La pasta solo es una parte de la cocina italiana, y no la mayor, aunque sea la más popular. En la cocina de Antino se trabaja sobre la base de pastas de calidad que hablan de una parte más que aceptable de un espectro que se antoja monumental –spaghetti, tagliatelle, ravioli, maccheroni, paccheri, mezzemaniche,penne rigate, tortelloni, ghitarrini…- y que en esta casa alternan preparaciones específicas con otras más convencionales.
Veo pasar una spaguetti alle vongole que me dejan con ganas, pero me compensan con unos ravioles rellenos de foie-gras en los que me interesan más la forma, la calidad y la cocción de la pasta que el relleno. Nada que decir sobre las concesiones a la galería salvo que en este comedor suelen ser cabales: cuando anuncian trufa, es de verdad. Los espaguetis con erizos y botarga están a buen nivel, aunque prefiero los paccheri -o tal vez sen mezze maniche; no me fijé en el interior, que en los primeros es liso- alla amatriciana. Se curan en salud con el público local añadiendo algo de queso y ofreciendo más en la mesa, pero se me antoja innecesario. La amatriciana brilla sola y no necesita que la solapen.

La carta se alarga con platos fuertes y guisos de carne. El conejo estofado con papas al horno es una buena referencia. Llega una pierna completa de conejo guisada con cebollas glaseadas, piñones y aceitunas y servida con unas espectaculares papas cortadas en dados y horneadas que engrandecen el plato. Un buen semifreddo de pistacho remata una comida que hace cuarenta años y servida en Europa hubiera presentado como un exponente de la normalidad culinaria, aunque a estas alturas supera con mucho lo habitual.

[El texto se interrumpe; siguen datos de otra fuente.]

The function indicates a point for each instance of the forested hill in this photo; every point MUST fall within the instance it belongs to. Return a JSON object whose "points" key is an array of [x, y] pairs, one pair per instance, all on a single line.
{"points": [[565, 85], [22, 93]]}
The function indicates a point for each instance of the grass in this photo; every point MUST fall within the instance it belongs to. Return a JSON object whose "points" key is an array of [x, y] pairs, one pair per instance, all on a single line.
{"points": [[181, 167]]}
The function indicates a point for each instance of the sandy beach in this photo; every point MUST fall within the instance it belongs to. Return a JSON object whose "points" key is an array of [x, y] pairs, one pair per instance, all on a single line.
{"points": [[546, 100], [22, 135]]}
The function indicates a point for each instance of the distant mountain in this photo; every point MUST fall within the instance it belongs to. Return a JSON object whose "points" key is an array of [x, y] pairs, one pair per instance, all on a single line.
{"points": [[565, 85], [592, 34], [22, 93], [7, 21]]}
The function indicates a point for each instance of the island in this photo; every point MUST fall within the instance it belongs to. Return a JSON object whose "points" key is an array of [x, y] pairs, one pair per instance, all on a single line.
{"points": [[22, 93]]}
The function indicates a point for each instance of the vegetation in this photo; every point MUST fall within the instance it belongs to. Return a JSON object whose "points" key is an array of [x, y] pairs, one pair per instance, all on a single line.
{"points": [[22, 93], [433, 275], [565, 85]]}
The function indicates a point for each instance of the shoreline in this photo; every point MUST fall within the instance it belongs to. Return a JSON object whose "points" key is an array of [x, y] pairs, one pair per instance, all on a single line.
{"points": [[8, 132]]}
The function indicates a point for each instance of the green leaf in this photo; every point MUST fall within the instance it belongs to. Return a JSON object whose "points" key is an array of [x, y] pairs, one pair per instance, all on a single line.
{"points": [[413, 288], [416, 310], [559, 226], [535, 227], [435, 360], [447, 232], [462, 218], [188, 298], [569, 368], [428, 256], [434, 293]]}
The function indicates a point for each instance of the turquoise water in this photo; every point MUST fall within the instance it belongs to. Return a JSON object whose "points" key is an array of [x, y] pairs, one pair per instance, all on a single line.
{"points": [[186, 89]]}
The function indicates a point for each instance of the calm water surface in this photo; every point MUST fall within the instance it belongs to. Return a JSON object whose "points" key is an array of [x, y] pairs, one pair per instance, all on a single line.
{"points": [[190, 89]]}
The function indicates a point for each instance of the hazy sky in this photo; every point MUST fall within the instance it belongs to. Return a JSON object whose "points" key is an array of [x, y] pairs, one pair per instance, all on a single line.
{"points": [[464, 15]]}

La Cantina de Epicuro mantiene una bodega italiana que llama la atención, sigue exigiendo reserva previa, aunque la terraza puede ir más desahogada a mediodía y el servicio está bien dirigido. Es un negocio jovcen pero no es un restaurante para jóvenes. Hereda parte de su clientela de las relaciones tejidas en Symposium y no es un restaurante barato, como otros italianos al uso. Por eso extraña que la carta se recite de viva voz. Sabemos que los limeños nos resbalan pequeñeces como las facturas, pero los hay que agradecen -agradecemos- saber cuanto nos va a costar la comida antes de hacer la comanda.
Para suerte de todos -empresa y comensales- La Cantina de Epicuro no está en las listas y, lo que es mejor, no se espera verle por allí: ganancia para los que importan, que somos los comensales.